This chapter is more of a personal philosophy, but it works for me, and is an integral part of many decisions I make throughout the recording process. As I explained in the intro 1.2, my prime consideration is maximum fidelity. The recording chain starts with the source, then the room, the mic, the mic cables, the preamp, the ad conversion, the daw, dsp, summing, the da conversion, the cables, the speakers, the room, and finally the listeners ears. As we know, a chain is only as strong as it’s weakest link, this is true for the audio chain as well. If any one of these links are not good, the final sound will also be not good. However, some links are more important than others. For instance, poor quality cables might not have much effect on the final sound. My rule of thumb is that the order of importance is the same order as the signal flow. The closer it is to the source, the more important it is. Based on this philosophy, the most important aspect of getting good sound, is having a good source. A good quality instrument that produces good tone, and a talented musician who doesn’t make mistakes and plays consistently. The goal of the recording process is to capture the sound, so if the sound sucks, then that’s how the recording is going to sound. The next most important aspect is the room acoustics. Room acoustics are often overlooked, and underestimated, but in fact play a huge part in the sound. I go into quite a bit of detail regarding room acoustics in section 1.17.

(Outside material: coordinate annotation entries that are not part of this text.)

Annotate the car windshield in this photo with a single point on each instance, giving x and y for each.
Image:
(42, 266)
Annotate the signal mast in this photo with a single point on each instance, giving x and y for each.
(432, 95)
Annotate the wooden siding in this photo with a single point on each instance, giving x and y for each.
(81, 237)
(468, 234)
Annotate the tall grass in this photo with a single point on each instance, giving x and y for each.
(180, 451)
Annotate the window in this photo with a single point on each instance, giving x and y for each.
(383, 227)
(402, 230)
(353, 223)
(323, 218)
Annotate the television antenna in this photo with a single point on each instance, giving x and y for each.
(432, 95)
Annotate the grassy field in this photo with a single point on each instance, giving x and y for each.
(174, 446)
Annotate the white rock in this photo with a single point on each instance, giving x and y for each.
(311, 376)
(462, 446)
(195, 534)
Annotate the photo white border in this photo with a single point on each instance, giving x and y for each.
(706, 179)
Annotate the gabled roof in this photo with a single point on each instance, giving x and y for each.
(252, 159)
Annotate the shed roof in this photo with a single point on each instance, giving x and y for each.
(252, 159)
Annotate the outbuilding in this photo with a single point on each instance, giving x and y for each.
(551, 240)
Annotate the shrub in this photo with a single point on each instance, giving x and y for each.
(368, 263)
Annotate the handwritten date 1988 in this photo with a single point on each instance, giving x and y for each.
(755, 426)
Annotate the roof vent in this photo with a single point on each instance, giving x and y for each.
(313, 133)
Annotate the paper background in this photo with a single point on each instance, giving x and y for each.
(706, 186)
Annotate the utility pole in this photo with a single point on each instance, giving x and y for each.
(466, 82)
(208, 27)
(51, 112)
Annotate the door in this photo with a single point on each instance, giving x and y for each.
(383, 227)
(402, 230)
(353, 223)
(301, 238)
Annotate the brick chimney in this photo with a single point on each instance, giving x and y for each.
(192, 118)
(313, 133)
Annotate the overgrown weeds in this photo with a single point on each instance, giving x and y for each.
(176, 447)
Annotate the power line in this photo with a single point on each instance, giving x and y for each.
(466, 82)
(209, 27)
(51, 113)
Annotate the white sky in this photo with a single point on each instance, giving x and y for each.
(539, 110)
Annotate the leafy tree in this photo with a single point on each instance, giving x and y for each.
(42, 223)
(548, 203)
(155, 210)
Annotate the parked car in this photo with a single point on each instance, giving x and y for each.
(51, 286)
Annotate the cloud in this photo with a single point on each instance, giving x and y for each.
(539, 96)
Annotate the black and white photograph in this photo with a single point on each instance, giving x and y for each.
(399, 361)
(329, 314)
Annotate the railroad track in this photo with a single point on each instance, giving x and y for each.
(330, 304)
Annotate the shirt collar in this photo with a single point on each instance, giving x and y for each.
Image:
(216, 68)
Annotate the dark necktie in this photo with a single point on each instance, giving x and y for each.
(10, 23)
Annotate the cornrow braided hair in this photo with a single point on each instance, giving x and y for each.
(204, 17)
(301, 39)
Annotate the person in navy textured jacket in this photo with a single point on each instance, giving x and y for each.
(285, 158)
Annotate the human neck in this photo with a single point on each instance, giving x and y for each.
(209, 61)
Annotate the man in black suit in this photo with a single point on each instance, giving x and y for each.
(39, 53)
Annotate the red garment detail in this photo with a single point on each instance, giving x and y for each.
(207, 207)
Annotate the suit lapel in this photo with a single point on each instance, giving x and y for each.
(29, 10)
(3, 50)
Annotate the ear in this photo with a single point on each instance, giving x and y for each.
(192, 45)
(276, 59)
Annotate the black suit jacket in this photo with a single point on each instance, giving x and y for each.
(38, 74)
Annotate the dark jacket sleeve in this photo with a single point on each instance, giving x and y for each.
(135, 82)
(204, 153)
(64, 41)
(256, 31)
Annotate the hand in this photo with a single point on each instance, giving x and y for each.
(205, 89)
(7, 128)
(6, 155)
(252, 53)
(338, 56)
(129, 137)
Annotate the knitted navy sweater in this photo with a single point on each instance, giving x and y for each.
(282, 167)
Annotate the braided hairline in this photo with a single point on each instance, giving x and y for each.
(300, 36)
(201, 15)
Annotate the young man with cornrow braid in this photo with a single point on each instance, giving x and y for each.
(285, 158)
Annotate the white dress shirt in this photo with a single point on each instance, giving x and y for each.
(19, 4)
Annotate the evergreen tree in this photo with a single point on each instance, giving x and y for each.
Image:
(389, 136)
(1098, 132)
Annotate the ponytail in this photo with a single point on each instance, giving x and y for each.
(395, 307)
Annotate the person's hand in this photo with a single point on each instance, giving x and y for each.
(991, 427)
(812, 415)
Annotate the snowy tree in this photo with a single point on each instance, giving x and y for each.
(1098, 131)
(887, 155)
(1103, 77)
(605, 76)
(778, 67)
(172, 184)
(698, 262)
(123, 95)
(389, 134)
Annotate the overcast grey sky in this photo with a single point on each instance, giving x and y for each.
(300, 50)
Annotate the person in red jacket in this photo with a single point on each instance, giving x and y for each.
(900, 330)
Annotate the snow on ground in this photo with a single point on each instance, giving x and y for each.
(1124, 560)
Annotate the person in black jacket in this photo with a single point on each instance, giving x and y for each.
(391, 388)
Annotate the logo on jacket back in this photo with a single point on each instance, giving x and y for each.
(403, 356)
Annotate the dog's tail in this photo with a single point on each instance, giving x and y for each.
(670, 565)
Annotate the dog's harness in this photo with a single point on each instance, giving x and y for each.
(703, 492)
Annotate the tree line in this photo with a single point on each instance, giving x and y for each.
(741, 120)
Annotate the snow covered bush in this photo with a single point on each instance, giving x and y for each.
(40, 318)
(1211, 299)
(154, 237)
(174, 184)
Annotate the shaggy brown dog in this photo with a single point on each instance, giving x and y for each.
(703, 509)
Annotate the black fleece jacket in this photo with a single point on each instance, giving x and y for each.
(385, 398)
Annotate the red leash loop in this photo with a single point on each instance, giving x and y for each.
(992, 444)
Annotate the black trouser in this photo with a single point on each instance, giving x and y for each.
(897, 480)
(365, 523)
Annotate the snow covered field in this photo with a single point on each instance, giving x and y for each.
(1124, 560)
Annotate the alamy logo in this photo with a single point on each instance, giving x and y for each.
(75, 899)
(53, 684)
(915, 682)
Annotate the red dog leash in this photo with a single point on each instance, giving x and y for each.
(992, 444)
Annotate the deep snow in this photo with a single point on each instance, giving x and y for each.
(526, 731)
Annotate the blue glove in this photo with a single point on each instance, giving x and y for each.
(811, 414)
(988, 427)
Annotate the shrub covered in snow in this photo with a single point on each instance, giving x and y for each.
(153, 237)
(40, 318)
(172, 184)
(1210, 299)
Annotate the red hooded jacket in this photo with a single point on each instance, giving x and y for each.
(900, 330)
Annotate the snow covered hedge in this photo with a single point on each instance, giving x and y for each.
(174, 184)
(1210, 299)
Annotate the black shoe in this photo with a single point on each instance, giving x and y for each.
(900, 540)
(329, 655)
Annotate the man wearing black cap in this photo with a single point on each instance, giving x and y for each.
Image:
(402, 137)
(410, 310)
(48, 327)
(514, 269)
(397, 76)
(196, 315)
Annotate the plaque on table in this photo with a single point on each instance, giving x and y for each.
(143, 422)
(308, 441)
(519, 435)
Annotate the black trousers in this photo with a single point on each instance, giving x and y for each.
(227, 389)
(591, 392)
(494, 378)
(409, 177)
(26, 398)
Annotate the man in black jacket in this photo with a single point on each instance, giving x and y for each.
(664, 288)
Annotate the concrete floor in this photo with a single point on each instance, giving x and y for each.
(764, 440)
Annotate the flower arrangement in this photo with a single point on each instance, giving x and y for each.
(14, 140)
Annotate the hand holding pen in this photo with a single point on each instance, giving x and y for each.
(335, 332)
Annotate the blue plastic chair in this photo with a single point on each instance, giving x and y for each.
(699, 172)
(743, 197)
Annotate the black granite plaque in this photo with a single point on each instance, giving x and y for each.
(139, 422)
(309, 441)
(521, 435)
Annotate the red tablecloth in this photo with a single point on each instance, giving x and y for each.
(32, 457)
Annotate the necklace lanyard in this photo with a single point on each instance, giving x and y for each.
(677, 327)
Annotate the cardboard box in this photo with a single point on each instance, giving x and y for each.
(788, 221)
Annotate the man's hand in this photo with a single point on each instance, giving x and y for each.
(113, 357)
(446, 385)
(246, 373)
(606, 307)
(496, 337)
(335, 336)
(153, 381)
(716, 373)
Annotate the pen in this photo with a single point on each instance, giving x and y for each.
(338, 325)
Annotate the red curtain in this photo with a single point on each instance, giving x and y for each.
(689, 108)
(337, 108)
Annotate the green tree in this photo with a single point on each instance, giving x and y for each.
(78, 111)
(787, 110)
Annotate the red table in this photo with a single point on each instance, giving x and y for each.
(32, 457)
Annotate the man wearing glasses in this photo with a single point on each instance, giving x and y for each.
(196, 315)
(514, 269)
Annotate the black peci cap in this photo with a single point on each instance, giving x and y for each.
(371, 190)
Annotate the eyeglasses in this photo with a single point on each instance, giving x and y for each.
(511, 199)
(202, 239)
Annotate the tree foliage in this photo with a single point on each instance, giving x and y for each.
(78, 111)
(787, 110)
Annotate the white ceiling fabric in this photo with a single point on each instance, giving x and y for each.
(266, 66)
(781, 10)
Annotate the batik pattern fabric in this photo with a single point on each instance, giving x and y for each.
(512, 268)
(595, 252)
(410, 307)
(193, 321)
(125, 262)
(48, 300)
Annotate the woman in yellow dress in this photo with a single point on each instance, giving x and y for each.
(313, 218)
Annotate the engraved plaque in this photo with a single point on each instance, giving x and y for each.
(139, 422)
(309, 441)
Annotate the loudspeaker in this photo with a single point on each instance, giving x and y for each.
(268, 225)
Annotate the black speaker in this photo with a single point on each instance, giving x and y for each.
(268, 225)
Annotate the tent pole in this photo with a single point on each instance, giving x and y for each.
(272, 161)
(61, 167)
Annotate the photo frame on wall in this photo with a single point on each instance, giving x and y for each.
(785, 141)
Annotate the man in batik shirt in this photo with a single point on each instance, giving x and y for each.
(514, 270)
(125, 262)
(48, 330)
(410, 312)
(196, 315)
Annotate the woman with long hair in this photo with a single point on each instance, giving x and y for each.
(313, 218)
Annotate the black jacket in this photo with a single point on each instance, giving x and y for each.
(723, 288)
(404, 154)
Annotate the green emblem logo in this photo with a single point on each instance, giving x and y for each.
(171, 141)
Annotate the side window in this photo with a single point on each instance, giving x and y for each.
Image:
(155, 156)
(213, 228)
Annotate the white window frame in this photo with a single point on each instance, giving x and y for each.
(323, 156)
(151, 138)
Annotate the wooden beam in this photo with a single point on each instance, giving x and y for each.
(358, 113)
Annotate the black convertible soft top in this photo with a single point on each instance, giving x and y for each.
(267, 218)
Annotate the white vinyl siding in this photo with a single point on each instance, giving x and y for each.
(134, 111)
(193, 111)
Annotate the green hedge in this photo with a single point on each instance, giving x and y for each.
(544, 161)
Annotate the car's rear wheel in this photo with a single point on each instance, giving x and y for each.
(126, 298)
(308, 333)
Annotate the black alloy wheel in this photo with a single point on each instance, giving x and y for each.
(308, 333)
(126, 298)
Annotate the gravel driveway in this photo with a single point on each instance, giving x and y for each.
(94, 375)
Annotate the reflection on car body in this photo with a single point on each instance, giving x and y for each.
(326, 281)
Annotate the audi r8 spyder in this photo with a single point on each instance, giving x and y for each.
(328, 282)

Next on the list is the microphone. There’s a variety of different types of microphones, which is covered in more detail in section 1.9 and 1.10. Using the optimal type of microphone, as well as a high quality microphone to retain the signal integrity. Fortunately, high quality microphones are now more accessible than ever because all iSK microphones are very high quality, and also very affordable.
Next in the chain is the preamp. Preamps come is all kinds of shapes, sizes, and sonic characteristics. The single biggest factor that separates a high quality preamp from a low quality one is how much noise it creates. All preamps, even the best ones in the world, make noise. As you turn the gain up, the white static noise becomes more noticeable, and is usually fairly prominent at maximum volume. better preamps simply have less of this noise, and therefore you get a better signal to noise ratio.
From the preamp, the signal goes into the ad converters. The quality of the converter affects the accuracy in which the analog sound is turned into digital sound which the computer can process and playback. Honestly, the quality of the converter doesn’t make a huge difference, and you would need a high quality playback system to hear it.